Martin can you try it with the JarProcessor that is attached here? (It was built from bug 159028, whose changes have not yet been released to CVS). The signing/packing/verification of nested jars has always been delicate, and I hope the problems you are seeing are from mixing versions of the jar processor. If it is still a problem, please raise a new bug with instructions on where to get an unprocessed version of your jar for testing and whatever options you are using.
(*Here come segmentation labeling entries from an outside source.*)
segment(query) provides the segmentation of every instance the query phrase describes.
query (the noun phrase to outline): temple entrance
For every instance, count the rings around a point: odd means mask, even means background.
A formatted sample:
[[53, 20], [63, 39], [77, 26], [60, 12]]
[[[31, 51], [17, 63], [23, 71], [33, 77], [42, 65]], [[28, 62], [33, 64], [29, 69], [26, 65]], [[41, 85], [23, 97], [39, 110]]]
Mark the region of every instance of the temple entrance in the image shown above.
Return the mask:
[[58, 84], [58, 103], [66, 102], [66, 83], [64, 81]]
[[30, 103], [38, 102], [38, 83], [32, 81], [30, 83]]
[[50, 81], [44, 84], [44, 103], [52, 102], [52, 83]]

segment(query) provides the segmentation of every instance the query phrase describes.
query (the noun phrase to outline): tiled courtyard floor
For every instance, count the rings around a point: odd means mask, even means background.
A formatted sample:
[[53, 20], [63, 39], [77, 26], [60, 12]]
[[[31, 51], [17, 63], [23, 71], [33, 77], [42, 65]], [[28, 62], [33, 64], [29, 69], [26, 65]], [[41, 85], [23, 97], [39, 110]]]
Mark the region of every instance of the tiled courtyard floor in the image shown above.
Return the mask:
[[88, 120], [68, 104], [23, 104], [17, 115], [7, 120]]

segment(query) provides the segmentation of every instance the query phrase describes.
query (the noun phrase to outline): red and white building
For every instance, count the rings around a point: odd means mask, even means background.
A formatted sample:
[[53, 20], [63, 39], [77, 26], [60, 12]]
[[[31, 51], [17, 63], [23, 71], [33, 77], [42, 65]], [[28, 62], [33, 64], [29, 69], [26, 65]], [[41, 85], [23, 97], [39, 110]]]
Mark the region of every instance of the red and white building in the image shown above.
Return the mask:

Ha! It turns out that with the latest jarprocessor, when I unpack my fully processed jarfile on build.eclipse.org, jarsigner -verify claims that the file is OK. Still, the Update Manager runs into a NullPointerException and cannot install the very same file. All details are in bug 163421, including attachments of the original jar, the processed jar.pack.gz as well as the associated feature to reproduce the bug on Eclipse 3.3M3 or 3.2.1, Windows XP, Sun Java 1.5.0_07
Am I still good to close this as fixed?
When I understand right, the "new Latest" jarsigner is still not checked in to CVS but only attached here. For this reason, I'd wait with closing this until the jarsigner is officially available. Also, I'd love to see bug 163421 understood and hopefully fixed before closing this one, since fixing 163421 may have impact on the signer script.
Marking as dependent on the bug to release the jarprocesser changes. I'll close this when the changes are released.
Marking as fixed. The latest signing/packing application that is on eclipse.org has also been released into the Eclipse platform as part of the update component.